Berlin. Der Vorsprung ist hauchdünn: Mit gerade einmal 0,1 Prozentpunkten vor der SPD werden die Grünen mit 23,6 Prozent in Tempelhof-Schöneberg bei den Wahlen zur Bezirksverordnetenversammlung (BVV) zur stärksten Kraft gewählt. Damit gingen 265 Stimmen mehr an die Grünen. Für die bisherige Bezirksbürgermeisterin Angelika Schöttler von der SPD bedeutet dies das Ende an der Rathaus-Spitze nach zwei Legislaturperioden. Ihr Nachfolger soll der Grünen-Politiker Jörn Oltmann werden, bisher Baustadtrat in Tempelhof-Schöneberg.
Im Vergleich zu den Wahlen 2016 gewannen die Grünen nun 1,7 Prozentpunkte dazu. Bezirksbürgermeisterkandidat Oltmann twitterte in der Nacht auf Montag: „Das ist ein Hammerergebnis! (...) Tempelhof-Schöneberg ist zum ersten Mal GRÜN!!!!“ Die SPD – bisher stärkste Kraft im Bezirk – verlor 1,2 Prozent und rückt damit nur noch auf Platz zwei. Auf Platz drei landet erneut die CDU (20,8 Prozent). Der größte Verlierer ist klar die AfD. Sie verlor 5,3 Prozentpunkte und erreicht nur noch 5,6 Prozent. Genug Stimmen für Sitze in der BVV haben auch Linke (8,8 Prozent) und FDP (7,0 Prozent).
Zählgemeinschaft zwischen Grünen und SPD möglich
Nach jetzigem Stand ist eine Zählgemeinschaft zwischen Grünen und SPD (je 15 Sitze), zwischen CDU (13 Sitze) und Grünen sowie SPD und CDU möglich. Verhandlungsgespräche würden jedoch erst noch stattfinden, teilte etwa Nina Freund, Kreisvorsitzende der Grünen in Tempelhof-Schöneberg, auf Nachfrage mit. Solange Gespräche liefen, treffe man keine Aussagen über mögliche Partnerschaften.
Rechnerisch möglich ist auch, dass die Grünen eine Zählgemeinschaft ohne die SPD bilden. In diesem Fall wäre jedoch eine Zusammenarbeit mit der CDU und einer weiteren Partei notwendig, etwa den Linken.

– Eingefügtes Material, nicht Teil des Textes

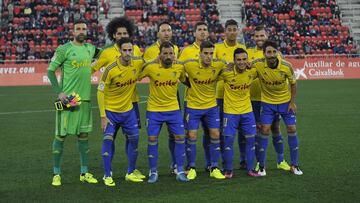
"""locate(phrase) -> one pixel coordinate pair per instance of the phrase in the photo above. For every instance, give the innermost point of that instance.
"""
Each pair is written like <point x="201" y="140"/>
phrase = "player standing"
<point x="193" y="52"/>
<point x="224" y="51"/>
<point x="238" y="113"/>
<point x="73" y="59"/>
<point x="163" y="107"/>
<point x="117" y="84"/>
<point x="117" y="29"/>
<point x="151" y="53"/>
<point x="276" y="75"/>
<point x="260" y="36"/>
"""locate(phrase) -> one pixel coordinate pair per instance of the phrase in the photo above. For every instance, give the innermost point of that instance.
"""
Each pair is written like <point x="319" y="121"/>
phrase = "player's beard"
<point x="272" y="62"/>
<point x="259" y="44"/>
<point x="167" y="62"/>
<point x="80" y="38"/>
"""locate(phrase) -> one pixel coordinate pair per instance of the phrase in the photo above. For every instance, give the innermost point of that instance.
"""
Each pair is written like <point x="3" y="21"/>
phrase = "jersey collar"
<point x="226" y="45"/>
<point x="201" y="66"/>
<point x="196" y="45"/>
<point x="279" y="63"/>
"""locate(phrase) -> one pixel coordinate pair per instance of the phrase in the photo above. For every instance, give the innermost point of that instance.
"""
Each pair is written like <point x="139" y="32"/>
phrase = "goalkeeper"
<point x="73" y="59"/>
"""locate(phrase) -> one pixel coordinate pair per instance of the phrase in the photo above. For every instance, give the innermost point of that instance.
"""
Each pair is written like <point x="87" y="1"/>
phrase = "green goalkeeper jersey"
<point x="74" y="62"/>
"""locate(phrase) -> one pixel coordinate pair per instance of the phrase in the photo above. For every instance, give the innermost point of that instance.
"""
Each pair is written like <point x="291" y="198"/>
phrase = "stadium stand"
<point x="301" y="26"/>
<point x="32" y="29"/>
<point x="182" y="14"/>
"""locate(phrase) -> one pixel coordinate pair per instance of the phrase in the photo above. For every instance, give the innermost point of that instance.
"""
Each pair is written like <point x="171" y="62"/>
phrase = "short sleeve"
<point x="58" y="59"/>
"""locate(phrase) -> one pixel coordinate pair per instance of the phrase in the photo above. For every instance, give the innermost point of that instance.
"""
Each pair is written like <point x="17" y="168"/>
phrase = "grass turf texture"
<point x="328" y="128"/>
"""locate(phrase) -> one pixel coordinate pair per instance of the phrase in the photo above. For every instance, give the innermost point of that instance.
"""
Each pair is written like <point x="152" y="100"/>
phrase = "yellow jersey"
<point x="202" y="91"/>
<point x="225" y="52"/>
<point x="255" y="89"/>
<point x="118" y="84"/>
<point x="237" y="90"/>
<point x="163" y="86"/>
<point x="275" y="82"/>
<point x="190" y="52"/>
<point x="153" y="51"/>
<point x="109" y="56"/>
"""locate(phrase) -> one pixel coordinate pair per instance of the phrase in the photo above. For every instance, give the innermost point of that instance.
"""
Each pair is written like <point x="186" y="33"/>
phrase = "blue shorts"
<point x="209" y="116"/>
<point x="256" y="109"/>
<point x="256" y="105"/>
<point x="173" y="120"/>
<point x="270" y="112"/>
<point x="220" y="103"/>
<point x="127" y="121"/>
<point x="243" y="122"/>
<point x="136" y="108"/>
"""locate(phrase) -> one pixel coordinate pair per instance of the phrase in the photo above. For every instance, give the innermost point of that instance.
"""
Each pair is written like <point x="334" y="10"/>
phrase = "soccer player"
<point x="73" y="59"/>
<point x="117" y="84"/>
<point x="151" y="53"/>
<point x="193" y="52"/>
<point x="224" y="51"/>
<point x="238" y="112"/>
<point x="278" y="85"/>
<point x="202" y="107"/>
<point x="117" y="29"/>
<point x="260" y="36"/>
<point x="163" y="107"/>
<point x="164" y="35"/>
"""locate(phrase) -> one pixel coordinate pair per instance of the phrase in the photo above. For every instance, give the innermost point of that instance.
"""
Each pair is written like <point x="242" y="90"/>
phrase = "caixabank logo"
<point x="318" y="73"/>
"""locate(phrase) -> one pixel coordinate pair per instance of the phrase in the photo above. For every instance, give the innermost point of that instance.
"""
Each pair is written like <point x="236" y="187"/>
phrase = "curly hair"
<point x="117" y="22"/>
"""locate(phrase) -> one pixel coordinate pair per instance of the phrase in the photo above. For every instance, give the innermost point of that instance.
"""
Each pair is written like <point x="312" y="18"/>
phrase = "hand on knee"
<point x="291" y="129"/>
<point x="265" y="130"/>
<point x="214" y="133"/>
<point x="192" y="135"/>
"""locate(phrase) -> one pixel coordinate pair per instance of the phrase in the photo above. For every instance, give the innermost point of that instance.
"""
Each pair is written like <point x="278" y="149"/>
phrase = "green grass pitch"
<point x="328" y="128"/>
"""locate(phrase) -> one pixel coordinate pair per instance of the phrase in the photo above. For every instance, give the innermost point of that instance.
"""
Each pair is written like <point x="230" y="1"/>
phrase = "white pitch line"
<point x="43" y="111"/>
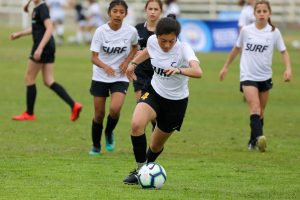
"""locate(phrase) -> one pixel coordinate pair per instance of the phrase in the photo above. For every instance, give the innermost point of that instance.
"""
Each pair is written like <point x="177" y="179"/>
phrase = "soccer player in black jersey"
<point x="42" y="58"/>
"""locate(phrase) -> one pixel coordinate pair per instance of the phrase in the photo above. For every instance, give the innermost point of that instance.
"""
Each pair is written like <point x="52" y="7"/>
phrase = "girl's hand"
<point x="37" y="54"/>
<point x="287" y="76"/>
<point x="223" y="73"/>
<point x="14" y="36"/>
<point x="123" y="67"/>
<point x="109" y="70"/>
<point x="130" y="72"/>
<point x="171" y="71"/>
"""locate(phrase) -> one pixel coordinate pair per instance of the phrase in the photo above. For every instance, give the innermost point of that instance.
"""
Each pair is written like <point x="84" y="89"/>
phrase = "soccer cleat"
<point x="95" y="151"/>
<point x="131" y="179"/>
<point x="110" y="142"/>
<point x="261" y="143"/>
<point x="76" y="111"/>
<point x="24" y="116"/>
<point x="251" y="146"/>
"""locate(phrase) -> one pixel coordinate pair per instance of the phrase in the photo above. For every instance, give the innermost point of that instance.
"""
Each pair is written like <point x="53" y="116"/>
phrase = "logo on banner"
<point x="197" y="35"/>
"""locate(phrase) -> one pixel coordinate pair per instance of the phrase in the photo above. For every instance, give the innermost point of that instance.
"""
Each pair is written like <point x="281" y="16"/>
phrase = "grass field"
<point x="208" y="159"/>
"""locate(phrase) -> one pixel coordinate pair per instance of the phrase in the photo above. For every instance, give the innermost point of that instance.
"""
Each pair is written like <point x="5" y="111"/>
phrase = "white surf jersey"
<point x="173" y="87"/>
<point x="247" y="16"/>
<point x="257" y="52"/>
<point x="57" y="9"/>
<point x="113" y="48"/>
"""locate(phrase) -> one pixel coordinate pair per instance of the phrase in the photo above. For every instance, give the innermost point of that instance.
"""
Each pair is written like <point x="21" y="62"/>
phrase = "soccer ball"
<point x="152" y="176"/>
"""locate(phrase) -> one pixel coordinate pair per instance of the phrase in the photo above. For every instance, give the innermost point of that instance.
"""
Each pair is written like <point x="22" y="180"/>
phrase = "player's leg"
<point x="251" y="94"/>
<point x="117" y="101"/>
<point x="118" y="92"/>
<point x="158" y="139"/>
<point x="142" y="115"/>
<point x="49" y="81"/>
<point x="31" y="73"/>
<point x="97" y="124"/>
<point x="261" y="140"/>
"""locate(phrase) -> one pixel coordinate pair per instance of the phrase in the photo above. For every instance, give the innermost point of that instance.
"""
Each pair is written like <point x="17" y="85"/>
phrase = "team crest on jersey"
<point x="33" y="14"/>
<point x="114" y="50"/>
<point x="256" y="47"/>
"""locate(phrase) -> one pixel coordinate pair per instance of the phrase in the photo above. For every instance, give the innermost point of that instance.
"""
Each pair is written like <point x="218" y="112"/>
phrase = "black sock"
<point x="139" y="144"/>
<point x="110" y="124"/>
<point x="151" y="156"/>
<point x="30" y="98"/>
<point x="62" y="93"/>
<point x="96" y="134"/>
<point x="256" y="127"/>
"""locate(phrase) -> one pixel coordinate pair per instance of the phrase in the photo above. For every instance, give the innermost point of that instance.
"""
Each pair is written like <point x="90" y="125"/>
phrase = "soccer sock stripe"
<point x="62" y="93"/>
<point x="256" y="127"/>
<point x="96" y="133"/>
<point x="30" y="98"/>
<point x="139" y="144"/>
<point x="151" y="156"/>
<point x="110" y="124"/>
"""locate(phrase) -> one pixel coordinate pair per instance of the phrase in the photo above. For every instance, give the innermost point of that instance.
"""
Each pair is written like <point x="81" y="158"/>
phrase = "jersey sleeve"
<point x="96" y="41"/>
<point x="135" y="37"/>
<point x="188" y="53"/>
<point x="44" y="12"/>
<point x="242" y="19"/>
<point x="279" y="43"/>
<point x="239" y="42"/>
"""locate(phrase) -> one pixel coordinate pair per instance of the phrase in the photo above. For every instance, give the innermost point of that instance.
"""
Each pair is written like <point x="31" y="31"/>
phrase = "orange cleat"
<point x="24" y="116"/>
<point x="76" y="111"/>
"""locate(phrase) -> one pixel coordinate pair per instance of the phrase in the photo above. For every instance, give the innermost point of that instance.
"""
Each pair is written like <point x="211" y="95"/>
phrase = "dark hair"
<point x="157" y="1"/>
<point x="168" y="25"/>
<point x="117" y="2"/>
<point x="27" y="6"/>
<point x="168" y="2"/>
<point x="241" y="2"/>
<point x="269" y="7"/>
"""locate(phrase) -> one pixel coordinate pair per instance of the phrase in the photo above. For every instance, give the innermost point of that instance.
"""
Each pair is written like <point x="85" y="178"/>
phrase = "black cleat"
<point x="131" y="179"/>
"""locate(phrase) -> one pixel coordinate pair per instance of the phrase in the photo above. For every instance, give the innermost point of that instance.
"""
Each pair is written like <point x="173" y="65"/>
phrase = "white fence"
<point x="284" y="11"/>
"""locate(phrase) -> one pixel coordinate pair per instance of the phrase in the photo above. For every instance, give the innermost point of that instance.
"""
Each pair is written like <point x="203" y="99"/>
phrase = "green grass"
<point x="208" y="159"/>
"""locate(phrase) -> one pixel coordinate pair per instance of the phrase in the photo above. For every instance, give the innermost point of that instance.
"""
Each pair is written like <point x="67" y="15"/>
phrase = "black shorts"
<point x="48" y="55"/>
<point x="102" y="89"/>
<point x="143" y="79"/>
<point x="170" y="113"/>
<point x="262" y="86"/>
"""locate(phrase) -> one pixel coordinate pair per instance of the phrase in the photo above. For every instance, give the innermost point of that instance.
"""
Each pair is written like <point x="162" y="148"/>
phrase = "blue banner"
<point x="208" y="36"/>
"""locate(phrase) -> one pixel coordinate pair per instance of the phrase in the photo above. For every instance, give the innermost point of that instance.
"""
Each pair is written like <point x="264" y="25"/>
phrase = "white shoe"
<point x="261" y="143"/>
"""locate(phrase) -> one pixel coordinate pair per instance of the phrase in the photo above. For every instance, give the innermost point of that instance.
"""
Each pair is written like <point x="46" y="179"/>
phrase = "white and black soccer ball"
<point x="152" y="176"/>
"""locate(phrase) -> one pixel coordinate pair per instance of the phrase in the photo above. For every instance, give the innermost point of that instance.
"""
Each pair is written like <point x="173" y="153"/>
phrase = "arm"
<point x="193" y="71"/>
<point x="46" y="37"/>
<point x="144" y="55"/>
<point x="287" y="76"/>
<point x="131" y="55"/>
<point x="96" y="61"/>
<point x="19" y="34"/>
<point x="235" y="51"/>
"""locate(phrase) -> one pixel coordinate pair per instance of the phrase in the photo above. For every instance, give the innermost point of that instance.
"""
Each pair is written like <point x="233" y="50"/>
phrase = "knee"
<point x="29" y="80"/>
<point x="47" y="83"/>
<point x="156" y="148"/>
<point x="136" y="128"/>
<point x="99" y="116"/>
<point x="114" y="113"/>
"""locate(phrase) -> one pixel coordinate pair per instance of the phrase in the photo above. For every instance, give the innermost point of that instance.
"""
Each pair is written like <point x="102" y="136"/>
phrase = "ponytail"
<point x="269" y="21"/>
<point x="266" y="2"/>
<point x="27" y="6"/>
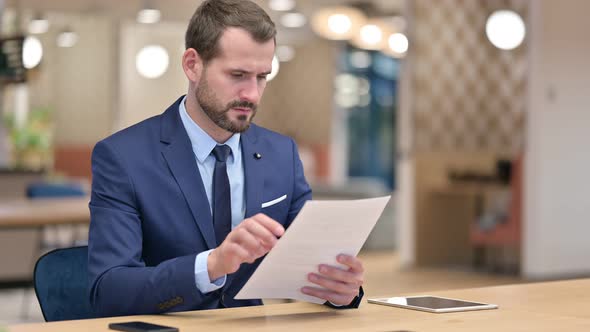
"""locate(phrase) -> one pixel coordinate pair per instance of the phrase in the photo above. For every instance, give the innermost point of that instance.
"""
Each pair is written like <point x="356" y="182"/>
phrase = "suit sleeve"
<point x="120" y="282"/>
<point x="301" y="189"/>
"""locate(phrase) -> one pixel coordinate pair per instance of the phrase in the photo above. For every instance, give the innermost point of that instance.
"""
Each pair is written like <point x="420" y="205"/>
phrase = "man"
<point x="185" y="204"/>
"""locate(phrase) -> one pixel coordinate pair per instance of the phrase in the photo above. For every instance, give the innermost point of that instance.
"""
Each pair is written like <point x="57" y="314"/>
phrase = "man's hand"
<point x="250" y="240"/>
<point x="338" y="286"/>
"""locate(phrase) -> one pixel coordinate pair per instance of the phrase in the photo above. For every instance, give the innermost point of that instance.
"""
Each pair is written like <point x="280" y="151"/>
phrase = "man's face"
<point x="231" y="84"/>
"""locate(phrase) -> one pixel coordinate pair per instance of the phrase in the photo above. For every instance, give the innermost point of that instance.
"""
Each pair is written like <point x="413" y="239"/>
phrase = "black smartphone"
<point x="141" y="327"/>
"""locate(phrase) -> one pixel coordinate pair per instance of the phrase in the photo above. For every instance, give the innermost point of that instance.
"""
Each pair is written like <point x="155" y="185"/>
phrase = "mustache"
<point x="241" y="104"/>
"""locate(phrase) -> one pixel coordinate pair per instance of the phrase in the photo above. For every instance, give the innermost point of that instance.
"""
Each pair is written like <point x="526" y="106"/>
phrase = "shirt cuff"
<point x="202" y="275"/>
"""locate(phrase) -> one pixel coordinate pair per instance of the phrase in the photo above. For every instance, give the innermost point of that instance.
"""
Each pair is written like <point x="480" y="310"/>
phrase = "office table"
<point x="20" y="223"/>
<point x="547" y="306"/>
<point x="23" y="213"/>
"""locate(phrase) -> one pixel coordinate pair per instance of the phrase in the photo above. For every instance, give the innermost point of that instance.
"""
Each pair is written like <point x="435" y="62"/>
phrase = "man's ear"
<point x="192" y="65"/>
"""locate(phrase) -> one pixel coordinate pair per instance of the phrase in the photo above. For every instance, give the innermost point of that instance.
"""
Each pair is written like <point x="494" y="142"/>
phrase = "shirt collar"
<point x="201" y="142"/>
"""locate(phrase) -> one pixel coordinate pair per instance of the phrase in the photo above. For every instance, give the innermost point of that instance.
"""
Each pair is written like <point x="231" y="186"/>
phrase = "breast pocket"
<point x="276" y="207"/>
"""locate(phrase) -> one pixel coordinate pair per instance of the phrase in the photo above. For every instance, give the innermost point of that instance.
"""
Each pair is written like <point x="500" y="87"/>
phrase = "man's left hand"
<point x="337" y="285"/>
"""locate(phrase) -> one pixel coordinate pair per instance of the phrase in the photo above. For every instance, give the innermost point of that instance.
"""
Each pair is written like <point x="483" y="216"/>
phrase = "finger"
<point x="248" y="241"/>
<point x="272" y="225"/>
<point x="338" y="274"/>
<point x="263" y="234"/>
<point x="333" y="285"/>
<point x="355" y="264"/>
<point x="234" y="255"/>
<point x="327" y="295"/>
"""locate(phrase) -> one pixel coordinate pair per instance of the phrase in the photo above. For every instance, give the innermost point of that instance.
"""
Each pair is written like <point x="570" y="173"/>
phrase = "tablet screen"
<point x="436" y="302"/>
<point x="432" y="303"/>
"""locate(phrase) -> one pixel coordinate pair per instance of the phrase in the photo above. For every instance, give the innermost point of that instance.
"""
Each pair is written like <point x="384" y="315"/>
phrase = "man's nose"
<point x="250" y="92"/>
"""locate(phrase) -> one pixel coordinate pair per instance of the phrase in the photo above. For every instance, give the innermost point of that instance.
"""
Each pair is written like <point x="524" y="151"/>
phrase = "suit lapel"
<point x="253" y="182"/>
<point x="180" y="158"/>
<point x="253" y="171"/>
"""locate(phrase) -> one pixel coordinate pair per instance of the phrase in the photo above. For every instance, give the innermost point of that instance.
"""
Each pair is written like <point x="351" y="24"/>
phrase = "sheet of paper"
<point x="321" y="231"/>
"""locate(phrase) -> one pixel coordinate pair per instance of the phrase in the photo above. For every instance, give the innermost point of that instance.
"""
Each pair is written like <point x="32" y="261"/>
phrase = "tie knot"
<point x="221" y="152"/>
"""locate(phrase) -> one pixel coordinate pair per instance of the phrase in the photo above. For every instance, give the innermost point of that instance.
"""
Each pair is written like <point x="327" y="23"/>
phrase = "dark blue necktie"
<point x="221" y="194"/>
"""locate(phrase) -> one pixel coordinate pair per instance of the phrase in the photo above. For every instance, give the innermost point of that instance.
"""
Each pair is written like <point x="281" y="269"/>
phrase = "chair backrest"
<point x="61" y="284"/>
<point x="58" y="189"/>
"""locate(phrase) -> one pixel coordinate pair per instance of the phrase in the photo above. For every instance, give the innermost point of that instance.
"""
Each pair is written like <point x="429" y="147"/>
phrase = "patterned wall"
<point x="467" y="94"/>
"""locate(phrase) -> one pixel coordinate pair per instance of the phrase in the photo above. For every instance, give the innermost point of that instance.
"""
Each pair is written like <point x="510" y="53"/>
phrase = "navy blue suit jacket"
<point x="150" y="215"/>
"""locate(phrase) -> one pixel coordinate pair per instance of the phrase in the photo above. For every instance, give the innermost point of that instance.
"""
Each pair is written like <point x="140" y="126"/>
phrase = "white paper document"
<point x="321" y="231"/>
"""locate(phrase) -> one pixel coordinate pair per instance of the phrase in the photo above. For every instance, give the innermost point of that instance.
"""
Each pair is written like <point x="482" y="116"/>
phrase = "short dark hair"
<point x="214" y="16"/>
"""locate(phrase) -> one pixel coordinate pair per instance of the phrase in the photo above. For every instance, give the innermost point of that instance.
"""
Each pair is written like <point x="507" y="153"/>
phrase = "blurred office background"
<point x="472" y="114"/>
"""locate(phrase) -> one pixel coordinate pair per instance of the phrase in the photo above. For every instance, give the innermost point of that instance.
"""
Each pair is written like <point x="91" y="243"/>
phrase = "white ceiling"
<point x="182" y="10"/>
<point x="175" y="10"/>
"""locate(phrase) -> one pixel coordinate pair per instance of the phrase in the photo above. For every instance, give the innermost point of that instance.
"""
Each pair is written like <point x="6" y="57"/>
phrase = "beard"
<point x="218" y="113"/>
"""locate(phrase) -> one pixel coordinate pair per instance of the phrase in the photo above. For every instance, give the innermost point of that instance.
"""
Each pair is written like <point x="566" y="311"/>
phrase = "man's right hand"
<point x="250" y="240"/>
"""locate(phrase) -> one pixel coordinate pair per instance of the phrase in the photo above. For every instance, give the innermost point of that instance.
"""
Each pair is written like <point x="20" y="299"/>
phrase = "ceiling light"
<point x="148" y="16"/>
<point x="398" y="44"/>
<point x="293" y="20"/>
<point x="505" y="29"/>
<point x="32" y="52"/>
<point x="152" y="61"/>
<point x="337" y="23"/>
<point x="372" y="35"/>
<point x="148" y="13"/>
<point x="281" y="5"/>
<point x="275" y="69"/>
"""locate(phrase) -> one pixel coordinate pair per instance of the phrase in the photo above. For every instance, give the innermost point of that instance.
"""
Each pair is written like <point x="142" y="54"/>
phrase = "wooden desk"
<point x="549" y="306"/>
<point x="44" y="212"/>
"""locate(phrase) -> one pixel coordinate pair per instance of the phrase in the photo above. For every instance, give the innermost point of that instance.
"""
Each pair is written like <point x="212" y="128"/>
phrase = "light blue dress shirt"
<point x="202" y="145"/>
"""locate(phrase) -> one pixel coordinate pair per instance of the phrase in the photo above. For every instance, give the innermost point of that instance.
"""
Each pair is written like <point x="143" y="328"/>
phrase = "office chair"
<point x="61" y="284"/>
<point x="49" y="236"/>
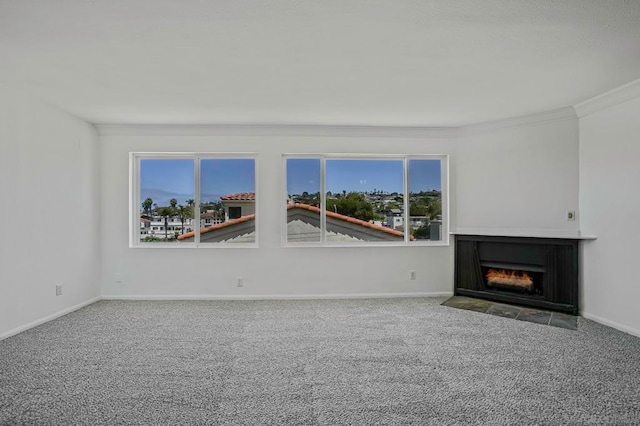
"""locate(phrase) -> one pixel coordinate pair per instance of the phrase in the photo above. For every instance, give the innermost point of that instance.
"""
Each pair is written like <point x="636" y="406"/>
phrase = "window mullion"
<point x="323" y="201"/>
<point x="406" y="201"/>
<point x="196" y="208"/>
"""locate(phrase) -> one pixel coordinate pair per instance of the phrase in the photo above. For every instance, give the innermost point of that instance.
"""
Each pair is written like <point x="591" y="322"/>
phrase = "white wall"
<point x="547" y="184"/>
<point x="270" y="269"/>
<point x="610" y="206"/>
<point x="49" y="212"/>
<point x="523" y="177"/>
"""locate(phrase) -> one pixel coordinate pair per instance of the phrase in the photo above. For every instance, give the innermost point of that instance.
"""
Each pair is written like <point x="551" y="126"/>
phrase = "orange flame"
<point x="513" y="278"/>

Wahrscheinlicher ist jedoch, dass sich Grüne und SPD erneut in einer Zählgemeinschaft zusammentun – wie bereits in der Wahlperiode zuvor.
Grüne holen Erststimmenmehrheit in drei Wahlkreisen
Die Bildung einer Zählgemeinschaft verschafft den Partnerparteien eine Mehrheit bei der Wahl des Bezirksbürgermeisters oder der Bezirksbürgermeisterin. Auch bei der Verteilung der Stadtratsämter ist das ein Vorteil. Usus ist, dass die Partei mit den meisten Stimmen, in diesem Fall die Grünen, nach den Wahlen zu Sondierungsgesprächen einlädt.
Bei der Wahl zum Berliner Abgeordnetenhaus konnten die Grünen bei den Erststimmen drei Wahlkreise in Tempelhof-Schöneberg (Tempelhof-Schöneberg 1, 2, 4) für sich gewinnen. Direkt ins Abgeordnetenhaus gewählt, wurden demnach Catherina Pieroth-Manelli (Schöneberg Süd), Sebastian Walter (Schöneberg Nord) und Aferdita Suka (Tempelhof). Während es für Pieroth-Manelli und Walter eine Wiederwahl ist, zieht Suka erstmals ins Landesparlament ein. In der vergangenen Wahlperiode saß sie in Tempelhof-Schöneberg in der BVV.
Christian Zander (CDU) zieht erneut ins Abgeordnetenhaus
Die SPD holte die Wahlkreise 3 und 5 – in der geografischen Mitte des Bezirks –, für die Orkan Özdemir (Friedenau, Lindenhof und Marienhöhe) und Lars Rauchfuß (Mariendorf Nord) ins Abgeordnetenhaus einziehen werden. Beide waren bislang in der BVV in Tempelhof-Schöneberg aktiv.
Die CDU holte die Erststimmenmehrheit der Wahlkreise 6 und 7 im Süden des Bezirks. Damit direkt ins Abgeordnetenhaus gewählt sind Scott Körber (Marienfelde) und Christian Zander (Lichtenrade) – letzterer saß bereits im Abgeordnetenhaus.
Direkt in den Bundestag einziehen darf Kevin Kühnert, Kandidat der SPD.